# HERA Data Analysis Part I

## Workshop Leaders: Carina & Josh

# A) Warm-Up

Load HERA data file `zen.2458098.40887.xx.HH.uvOCR` (which is on your laptop in the `data` folder) using the `read_miriad` function from the `UVData` object in the `pyuvdata` module. Then answer these basic questions about the data:

i) Which antennas are there?

ii) How many baselines are there? Does this make sense given the number of antennas?

iii) How many frequencies are there, and what range does it cover (in MHz)? What is the width of each frequency channel (in MHz)?

iv) How many time integrations are there in total?

v) What LSTs are in the data (in hours)? Eliminate repeat entries using `np.unique`.

In [None]:
from pyuvdata import UVData
import numpy as np

# load data here

In [None]:
# your answers here (hint: look at the attributes of your uvd object)

# B) Accessing and Visualizing Data and Flags

Let's first look at our antenna layout to get an idea of antenna locations and spacings.

In [None]:
import matplotlib.pyplot as plt
%matplotlib notebook

antpos, ants = uvd.get_ENU_antpos() # this returns coordinates of each antenna and a list of the antennas

plt.figure()
plt.scatter(antpos[:,0], antpos[:,1], marker='.', color='k', s=3000) # plot the antenna positions with black circles
for aa,ant in enumerate(range(len(ants))): # loop over antennas
    plt.text(antpos[aa,0], antpos[aa,1], ants[aa], color='w', va='center', ha='center') # label antenna numbers
plt.xlabel('X-position (m)')
plt.ylabel('Y-position (m)')
plt.axis('equal');

Let's now access the visibility data in our file for baseline (65,71), a long E/W baseline, and plot the real and imaginary part of the visibility for the first time integration.

In [None]:
key = (65,71,'xx') # tuple containing baseline and polarization
vis = uvd.get_data(key) # returns data 
print 'Shape of data:', vis.shape # shape of data is (times, freqs)

plt.figure()
plt.plot(uvd.freq_array[0]/1e6, vis[0,:].real, 'b-', label='Real part')
plt.plot(uvd.freq_array[0]/1e6, vis[0,:].imag, 'r-', label='Imag part')
plt.xlabel('Frequency (MHz)')
plt.ylabel('Visibility (Jy)')
plt.grid(); plt.legend();

Exercise: Choose a few frequency channels and plot them as a function of time.

In [None]:
# your answer here 

# C) Waterfall Plots

Another useful way of visualizing our data is to plot it as a waterfall plot.
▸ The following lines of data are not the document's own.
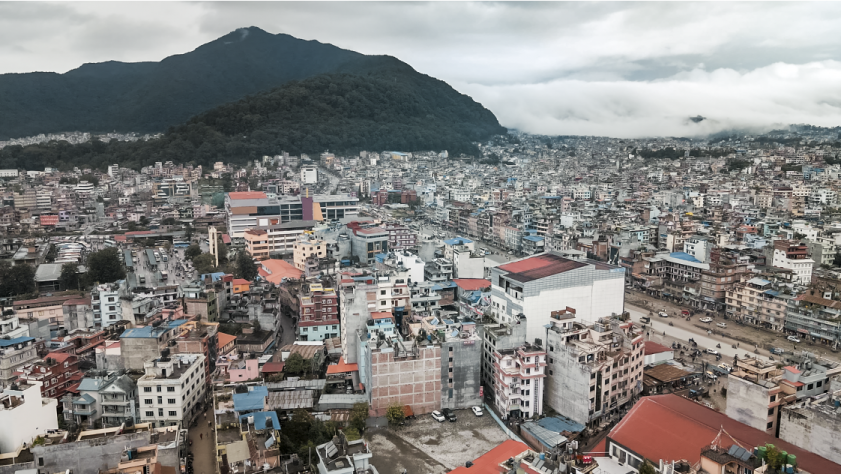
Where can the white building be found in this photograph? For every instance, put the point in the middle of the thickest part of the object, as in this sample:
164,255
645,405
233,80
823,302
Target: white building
538,285
309,174
171,389
25,415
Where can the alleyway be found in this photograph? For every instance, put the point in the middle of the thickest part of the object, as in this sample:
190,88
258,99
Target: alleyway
204,450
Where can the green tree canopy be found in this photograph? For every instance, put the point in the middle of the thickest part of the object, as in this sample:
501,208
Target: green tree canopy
245,266
104,266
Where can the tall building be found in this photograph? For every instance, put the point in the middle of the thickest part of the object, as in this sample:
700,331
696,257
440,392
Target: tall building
536,286
171,389
592,370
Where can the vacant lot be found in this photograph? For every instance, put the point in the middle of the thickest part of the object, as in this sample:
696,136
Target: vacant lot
438,447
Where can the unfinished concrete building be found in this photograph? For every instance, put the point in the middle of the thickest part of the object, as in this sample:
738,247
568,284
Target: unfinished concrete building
592,370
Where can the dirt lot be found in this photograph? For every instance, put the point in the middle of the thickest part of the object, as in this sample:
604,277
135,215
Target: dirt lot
427,446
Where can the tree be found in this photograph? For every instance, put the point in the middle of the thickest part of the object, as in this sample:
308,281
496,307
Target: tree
395,414
105,267
647,468
192,251
204,263
245,267
358,416
69,277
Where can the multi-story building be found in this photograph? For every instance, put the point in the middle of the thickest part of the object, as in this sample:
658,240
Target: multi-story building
318,314
533,286
793,257
262,242
518,375
754,394
756,302
106,303
15,354
593,371
25,415
305,248
362,294
171,389
108,398
814,319
57,372
400,236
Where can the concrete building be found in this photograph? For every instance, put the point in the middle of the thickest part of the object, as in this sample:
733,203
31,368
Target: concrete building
793,257
171,389
754,394
592,370
518,375
14,355
110,398
25,415
814,425
318,314
534,286
305,248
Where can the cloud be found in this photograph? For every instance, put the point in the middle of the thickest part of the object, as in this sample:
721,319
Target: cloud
760,99
606,67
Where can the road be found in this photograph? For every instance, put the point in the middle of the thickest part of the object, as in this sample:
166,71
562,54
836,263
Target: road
682,332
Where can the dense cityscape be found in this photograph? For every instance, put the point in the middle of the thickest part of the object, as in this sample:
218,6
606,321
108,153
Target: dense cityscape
557,304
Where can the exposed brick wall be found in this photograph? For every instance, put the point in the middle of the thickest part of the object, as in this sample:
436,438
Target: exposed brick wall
414,381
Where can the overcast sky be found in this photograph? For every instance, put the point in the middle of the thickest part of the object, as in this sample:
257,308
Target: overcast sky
617,68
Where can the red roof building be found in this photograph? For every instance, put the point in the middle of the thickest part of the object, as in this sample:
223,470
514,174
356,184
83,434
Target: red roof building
672,428
490,461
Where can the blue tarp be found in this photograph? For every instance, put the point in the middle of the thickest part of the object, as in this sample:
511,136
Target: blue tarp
251,401
262,419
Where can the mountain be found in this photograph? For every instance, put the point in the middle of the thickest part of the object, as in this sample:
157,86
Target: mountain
380,103
153,96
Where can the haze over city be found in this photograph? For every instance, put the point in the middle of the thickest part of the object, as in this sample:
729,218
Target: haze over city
622,69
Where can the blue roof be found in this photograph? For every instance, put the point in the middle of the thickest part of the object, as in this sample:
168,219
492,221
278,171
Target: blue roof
17,340
458,241
560,423
261,417
684,256
251,401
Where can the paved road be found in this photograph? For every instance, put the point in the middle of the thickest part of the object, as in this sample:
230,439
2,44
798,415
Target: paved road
661,325
203,448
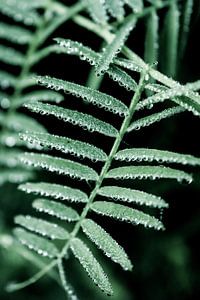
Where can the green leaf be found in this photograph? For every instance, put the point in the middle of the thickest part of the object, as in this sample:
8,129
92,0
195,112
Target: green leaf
97,11
142,154
106,243
56,209
170,40
10,157
10,56
41,95
15,34
136,5
115,8
6,80
115,46
132,196
157,117
59,165
65,145
125,213
92,57
51,230
19,13
83,120
89,95
91,265
148,172
151,39
15,176
39,244
55,191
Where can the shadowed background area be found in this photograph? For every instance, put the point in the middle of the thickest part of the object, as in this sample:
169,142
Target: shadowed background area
166,264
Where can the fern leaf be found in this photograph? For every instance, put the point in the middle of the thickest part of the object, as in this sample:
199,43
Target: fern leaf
142,154
15,34
151,39
97,10
14,10
157,117
170,40
6,80
15,176
106,243
65,145
125,213
115,46
115,8
83,120
165,94
136,5
55,209
148,172
187,14
44,228
132,196
91,265
39,244
43,95
55,191
59,165
10,56
10,157
89,95
85,53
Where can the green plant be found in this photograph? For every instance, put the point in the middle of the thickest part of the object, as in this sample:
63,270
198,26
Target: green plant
151,88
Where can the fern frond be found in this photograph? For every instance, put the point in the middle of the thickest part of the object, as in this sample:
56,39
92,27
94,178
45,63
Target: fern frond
9,157
179,95
10,56
148,172
34,242
55,209
157,117
115,8
136,5
91,265
15,34
85,53
55,191
15,176
142,154
106,243
40,95
97,10
132,196
44,228
89,95
65,145
83,120
59,165
125,213
115,46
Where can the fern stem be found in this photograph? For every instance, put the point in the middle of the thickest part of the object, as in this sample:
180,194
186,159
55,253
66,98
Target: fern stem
108,163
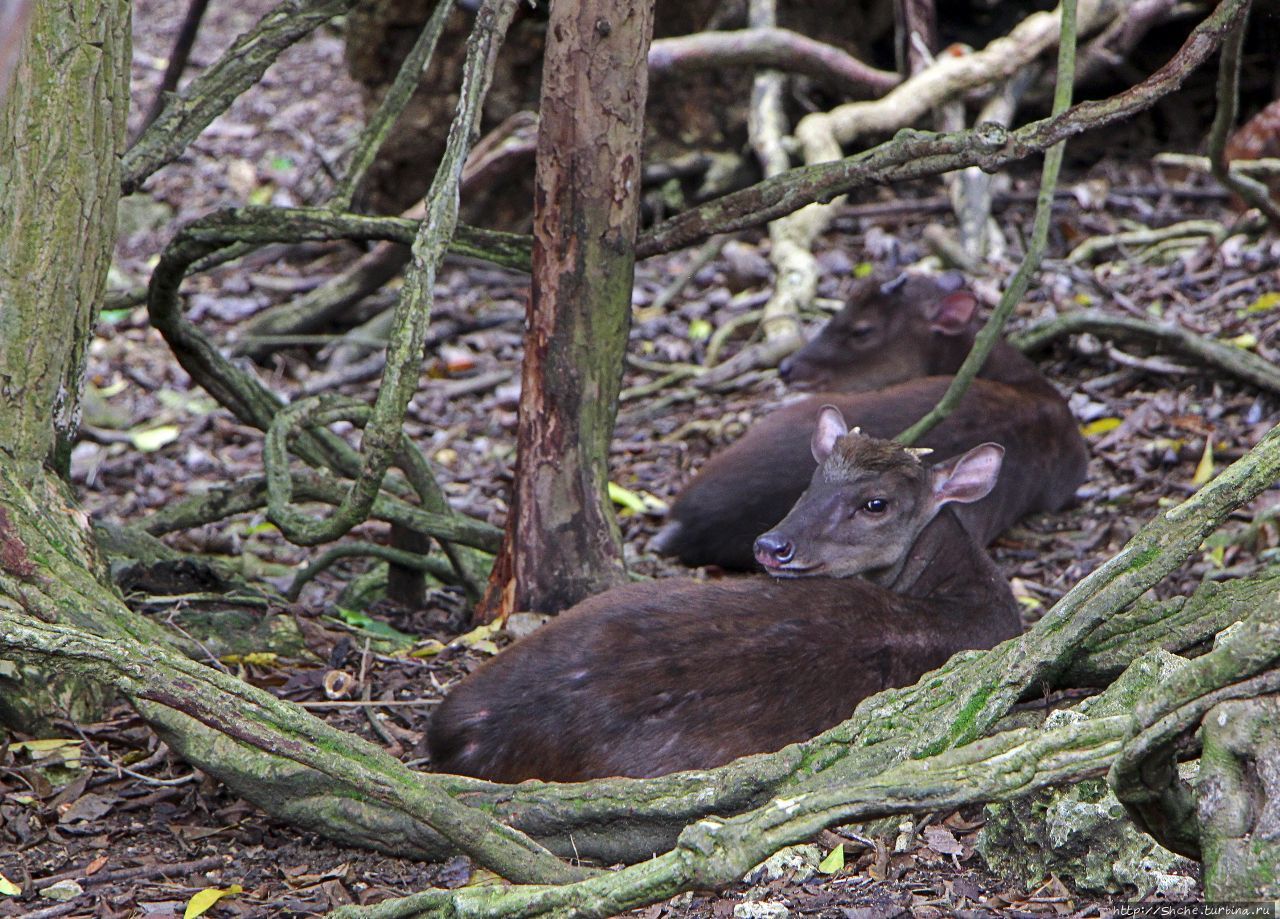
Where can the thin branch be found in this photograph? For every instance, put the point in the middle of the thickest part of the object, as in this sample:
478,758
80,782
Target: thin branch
1228,359
1253,192
213,91
768,46
401,90
991,332
914,154
178,58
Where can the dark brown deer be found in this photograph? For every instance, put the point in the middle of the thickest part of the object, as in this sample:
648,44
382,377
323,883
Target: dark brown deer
745,489
675,675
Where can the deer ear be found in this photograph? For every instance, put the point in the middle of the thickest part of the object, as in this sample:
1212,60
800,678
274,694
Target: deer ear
831,428
951,314
968,478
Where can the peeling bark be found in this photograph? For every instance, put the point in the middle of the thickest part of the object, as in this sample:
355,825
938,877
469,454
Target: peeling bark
562,538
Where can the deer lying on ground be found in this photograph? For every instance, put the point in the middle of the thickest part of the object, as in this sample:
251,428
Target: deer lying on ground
887,333
876,584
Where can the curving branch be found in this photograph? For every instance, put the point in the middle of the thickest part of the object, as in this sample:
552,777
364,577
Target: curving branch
398,95
1144,775
211,92
990,334
1251,191
914,154
147,673
768,46
1228,359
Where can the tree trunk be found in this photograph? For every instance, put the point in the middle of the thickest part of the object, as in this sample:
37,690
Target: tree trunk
62,133
60,142
562,538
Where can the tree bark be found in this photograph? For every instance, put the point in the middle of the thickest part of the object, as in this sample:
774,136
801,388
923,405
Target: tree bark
562,538
1239,800
62,135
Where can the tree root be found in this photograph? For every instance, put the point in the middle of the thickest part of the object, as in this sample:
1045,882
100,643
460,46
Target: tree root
1238,795
768,46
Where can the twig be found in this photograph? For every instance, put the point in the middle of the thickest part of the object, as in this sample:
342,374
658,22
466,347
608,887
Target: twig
794,266
1144,237
397,96
1224,357
990,334
1251,191
913,155
178,58
213,91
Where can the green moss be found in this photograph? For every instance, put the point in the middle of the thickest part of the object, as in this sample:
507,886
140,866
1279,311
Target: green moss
961,727
1146,557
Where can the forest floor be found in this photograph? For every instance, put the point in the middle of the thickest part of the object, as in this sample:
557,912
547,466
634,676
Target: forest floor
137,832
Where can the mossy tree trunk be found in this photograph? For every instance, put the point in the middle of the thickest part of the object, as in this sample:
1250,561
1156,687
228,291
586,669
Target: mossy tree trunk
562,539
62,133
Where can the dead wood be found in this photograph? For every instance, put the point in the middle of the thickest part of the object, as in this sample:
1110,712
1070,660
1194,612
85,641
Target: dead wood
768,46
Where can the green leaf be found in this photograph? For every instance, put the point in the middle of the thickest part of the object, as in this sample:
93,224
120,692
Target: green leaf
1205,467
113,316
365,622
635,502
151,439
205,899
1267,301
699,330
833,862
1100,426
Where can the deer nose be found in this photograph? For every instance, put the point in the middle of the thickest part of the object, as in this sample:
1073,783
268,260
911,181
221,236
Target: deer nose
775,548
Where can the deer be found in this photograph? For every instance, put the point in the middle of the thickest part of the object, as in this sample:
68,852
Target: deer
873,581
912,332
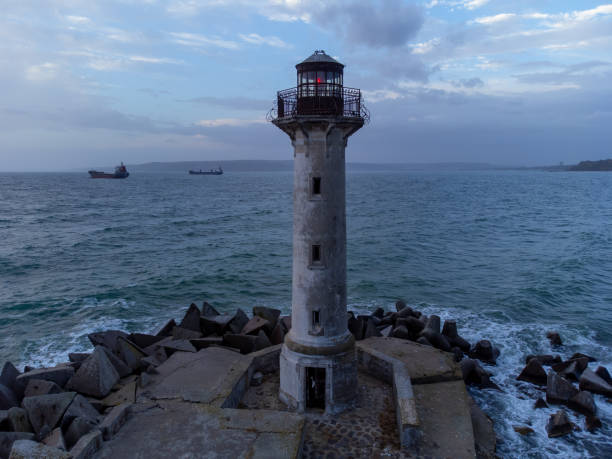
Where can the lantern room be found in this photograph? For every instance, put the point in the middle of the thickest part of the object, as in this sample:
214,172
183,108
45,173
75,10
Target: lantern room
319,92
319,85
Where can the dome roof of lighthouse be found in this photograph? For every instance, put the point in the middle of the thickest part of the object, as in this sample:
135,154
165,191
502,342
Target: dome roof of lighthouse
319,57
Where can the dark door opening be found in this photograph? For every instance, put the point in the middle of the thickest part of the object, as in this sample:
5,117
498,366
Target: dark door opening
315,387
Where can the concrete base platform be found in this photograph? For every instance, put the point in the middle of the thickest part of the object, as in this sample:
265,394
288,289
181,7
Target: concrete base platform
189,430
445,420
188,409
424,364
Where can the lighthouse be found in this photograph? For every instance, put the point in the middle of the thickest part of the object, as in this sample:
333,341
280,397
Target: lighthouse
318,368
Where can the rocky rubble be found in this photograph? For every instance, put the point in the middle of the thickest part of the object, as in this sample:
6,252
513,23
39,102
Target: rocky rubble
560,385
69,409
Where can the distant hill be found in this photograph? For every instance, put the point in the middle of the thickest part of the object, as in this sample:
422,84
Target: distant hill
287,165
601,165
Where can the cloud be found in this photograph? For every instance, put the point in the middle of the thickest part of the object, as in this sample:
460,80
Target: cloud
470,83
195,40
154,60
473,4
257,39
234,122
495,19
236,103
42,72
571,74
78,19
466,4
390,23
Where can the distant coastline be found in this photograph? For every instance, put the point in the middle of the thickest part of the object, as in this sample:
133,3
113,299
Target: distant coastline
601,165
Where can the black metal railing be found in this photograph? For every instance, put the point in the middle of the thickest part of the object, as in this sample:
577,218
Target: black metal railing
319,100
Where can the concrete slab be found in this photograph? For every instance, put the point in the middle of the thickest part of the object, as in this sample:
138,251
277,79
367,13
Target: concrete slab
208,376
178,429
445,420
425,364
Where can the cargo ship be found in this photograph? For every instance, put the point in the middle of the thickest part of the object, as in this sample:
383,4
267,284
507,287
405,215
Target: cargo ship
217,171
120,172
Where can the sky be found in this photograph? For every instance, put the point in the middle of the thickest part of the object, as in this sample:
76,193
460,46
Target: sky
89,83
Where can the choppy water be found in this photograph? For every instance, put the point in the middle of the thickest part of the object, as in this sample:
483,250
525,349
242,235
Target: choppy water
509,254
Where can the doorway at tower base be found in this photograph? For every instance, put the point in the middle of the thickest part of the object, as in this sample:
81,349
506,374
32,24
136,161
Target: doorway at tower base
326,382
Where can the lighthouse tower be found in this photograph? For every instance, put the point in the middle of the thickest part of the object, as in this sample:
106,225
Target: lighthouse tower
317,364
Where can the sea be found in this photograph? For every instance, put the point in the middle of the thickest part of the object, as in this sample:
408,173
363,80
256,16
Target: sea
509,254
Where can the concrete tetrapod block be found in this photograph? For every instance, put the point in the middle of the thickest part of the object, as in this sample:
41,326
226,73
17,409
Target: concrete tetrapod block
130,353
114,420
8,438
96,376
17,419
55,439
78,428
87,445
424,363
253,326
215,324
127,394
592,382
41,387
80,408
59,375
47,410
28,449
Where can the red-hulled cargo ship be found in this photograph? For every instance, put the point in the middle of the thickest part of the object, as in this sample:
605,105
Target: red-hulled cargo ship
120,172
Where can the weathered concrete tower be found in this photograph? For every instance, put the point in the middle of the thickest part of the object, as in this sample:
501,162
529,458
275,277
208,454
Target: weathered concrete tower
317,364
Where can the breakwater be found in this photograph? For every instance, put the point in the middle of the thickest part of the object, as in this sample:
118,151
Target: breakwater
508,255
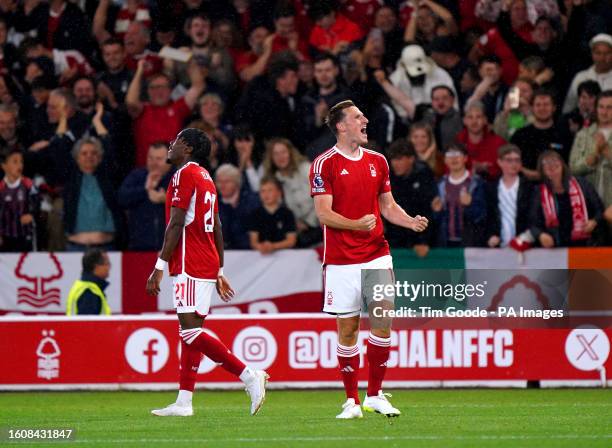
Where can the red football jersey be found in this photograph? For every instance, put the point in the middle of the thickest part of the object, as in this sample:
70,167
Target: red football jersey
355,184
193,190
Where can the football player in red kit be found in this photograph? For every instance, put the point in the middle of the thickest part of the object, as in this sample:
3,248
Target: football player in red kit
351,189
193,253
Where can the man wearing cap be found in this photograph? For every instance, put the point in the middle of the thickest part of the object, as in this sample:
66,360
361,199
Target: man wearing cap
600,71
416,75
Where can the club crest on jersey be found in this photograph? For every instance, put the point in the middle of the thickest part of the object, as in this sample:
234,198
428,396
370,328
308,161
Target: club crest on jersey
318,184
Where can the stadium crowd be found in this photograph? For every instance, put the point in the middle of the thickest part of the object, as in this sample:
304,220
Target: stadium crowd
495,116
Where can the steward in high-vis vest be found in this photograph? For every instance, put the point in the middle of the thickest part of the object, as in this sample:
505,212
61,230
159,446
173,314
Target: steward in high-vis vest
87,294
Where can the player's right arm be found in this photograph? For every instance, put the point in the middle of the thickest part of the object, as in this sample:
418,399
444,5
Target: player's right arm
328,217
172,236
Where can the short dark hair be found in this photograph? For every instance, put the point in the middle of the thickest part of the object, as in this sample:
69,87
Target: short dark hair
506,149
324,56
113,41
544,92
493,59
272,180
400,148
92,258
5,155
443,87
283,9
199,143
590,87
336,114
281,63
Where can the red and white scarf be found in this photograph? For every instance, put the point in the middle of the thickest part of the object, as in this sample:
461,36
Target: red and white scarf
580,215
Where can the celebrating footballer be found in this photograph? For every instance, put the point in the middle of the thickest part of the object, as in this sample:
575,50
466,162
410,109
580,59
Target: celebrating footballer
351,190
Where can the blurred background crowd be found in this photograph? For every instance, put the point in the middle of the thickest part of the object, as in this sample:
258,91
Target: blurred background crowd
495,116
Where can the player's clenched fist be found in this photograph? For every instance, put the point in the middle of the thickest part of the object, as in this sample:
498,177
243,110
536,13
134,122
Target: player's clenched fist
366,223
419,223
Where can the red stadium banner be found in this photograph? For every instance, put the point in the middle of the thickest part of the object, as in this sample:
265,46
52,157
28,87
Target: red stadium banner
298,350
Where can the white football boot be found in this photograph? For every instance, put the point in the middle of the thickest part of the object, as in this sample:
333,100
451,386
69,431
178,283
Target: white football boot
174,410
256,389
350,410
380,404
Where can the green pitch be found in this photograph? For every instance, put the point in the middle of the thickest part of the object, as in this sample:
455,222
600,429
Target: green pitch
431,418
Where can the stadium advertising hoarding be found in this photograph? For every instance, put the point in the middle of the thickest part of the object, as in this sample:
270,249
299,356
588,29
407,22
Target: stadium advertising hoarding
297,350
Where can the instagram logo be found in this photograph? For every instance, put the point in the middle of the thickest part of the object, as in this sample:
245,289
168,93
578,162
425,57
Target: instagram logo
256,346
303,349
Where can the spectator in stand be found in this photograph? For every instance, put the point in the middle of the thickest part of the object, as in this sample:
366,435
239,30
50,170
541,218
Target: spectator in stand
422,138
414,188
136,42
59,24
269,103
444,118
18,206
431,20
585,114
508,199
445,53
86,296
361,12
253,63
114,81
332,32
113,20
328,91
515,114
460,208
271,225
416,76
211,109
481,143
491,91
160,109
600,71
492,43
542,135
386,20
283,162
9,56
69,64
10,139
217,61
286,36
143,196
236,203
565,209
591,154
92,217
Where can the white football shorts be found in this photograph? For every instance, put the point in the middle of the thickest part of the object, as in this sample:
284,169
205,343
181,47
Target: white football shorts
342,284
190,295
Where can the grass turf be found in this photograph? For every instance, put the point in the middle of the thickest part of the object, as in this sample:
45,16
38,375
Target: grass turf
431,418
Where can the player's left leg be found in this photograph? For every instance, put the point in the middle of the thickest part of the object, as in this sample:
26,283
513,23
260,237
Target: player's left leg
379,340
195,342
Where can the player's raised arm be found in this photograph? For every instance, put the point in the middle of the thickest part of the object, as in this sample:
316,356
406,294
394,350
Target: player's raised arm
224,289
396,214
328,217
171,239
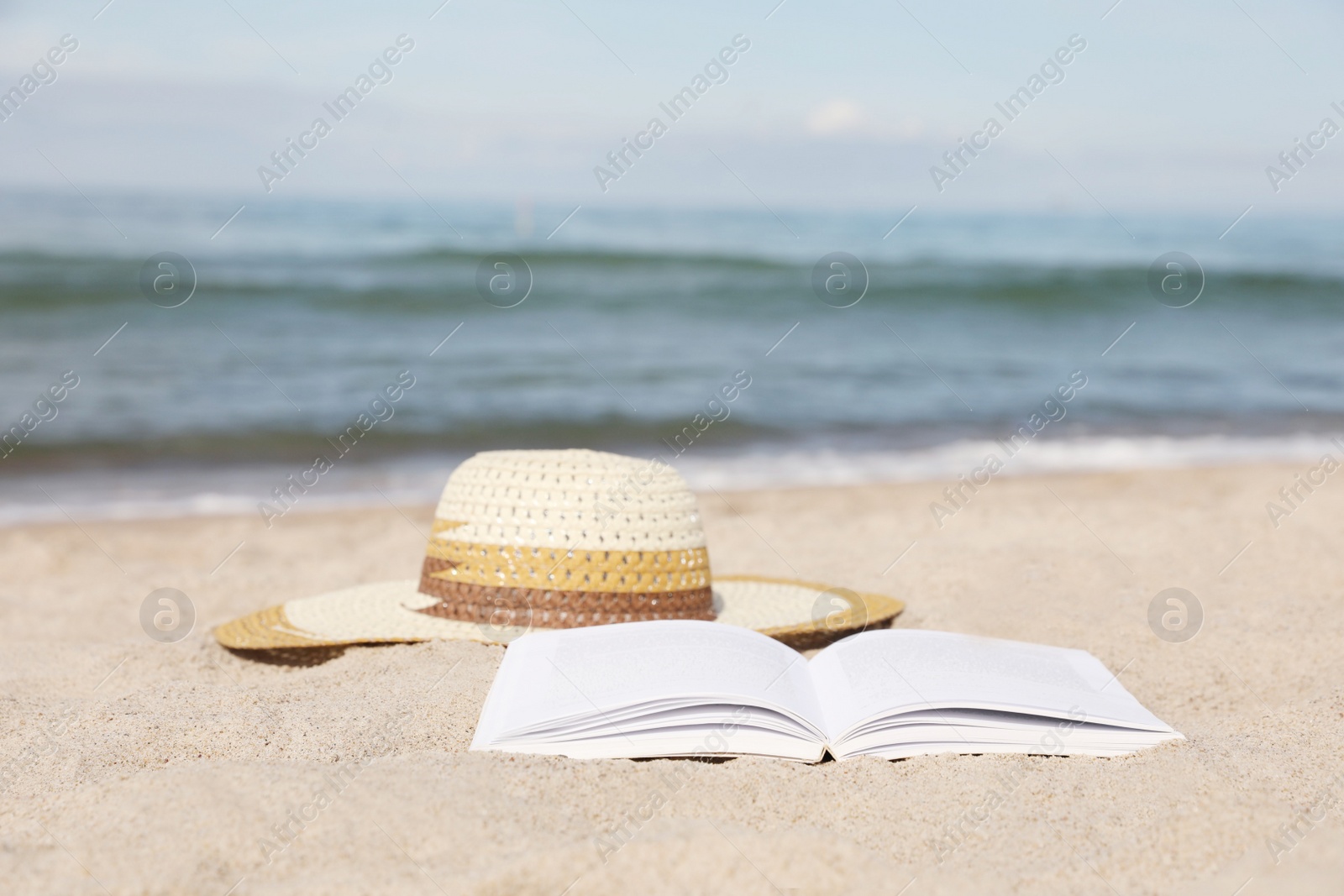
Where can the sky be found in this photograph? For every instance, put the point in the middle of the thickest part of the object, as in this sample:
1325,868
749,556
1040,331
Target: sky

A waterfall plot is a two-dimensional plot of the visibility (the cross-correlated signal between a pair of antennas) as a function of time (y-axis) and frequency (x-axis). We can use the `plt.imshow` to plot the amplitude and phase of the same baseline as above. Note that the keyword `extent` takes in 4 arguments which define the plot axes extent in the order of (xmin, xmax, ymin, ymax), and we've massaged our axes to display frequencies in MHz and times in LST hours.

In [None]:
import matplotlib 

# Plot absolute value of visibility
plt.figure(figsize=(10,4))
plt.subplot(121)
plt.imshow(np.abs(vis), aspect='auto', norm=matplotlib.colors.LogNorm(1e0,1e2),
          extent=(np.min(uvd.freq_array[0])/1e6,np.max(uvd.freq_array[0])/1e6,
                  np.max(np.unique(uvd.lst_array))*12/np.pi,np.min(np.unique(uvd.lst_array))*12/np.pi))
plt.colorbar(label='Visibility Amplitude (Jy)')
plt.xlabel('Frequency (MHz)')
plt.ylabel('LST (hours)')
plt.title('Amplitude')

# Plot phase of visibility
plt.subplot(122)
plt.imshow(np.angle(vis), aspect='auto',
          extent=(np.min(uvd.freq_array[0])/1e6,np.max(uvd.freq_array[0])/1e6,
                  np.max(np.unique(uvd.lst_array))*12/np.pi,np.min(np.unique(uvd.lst_array))*12/np.pi))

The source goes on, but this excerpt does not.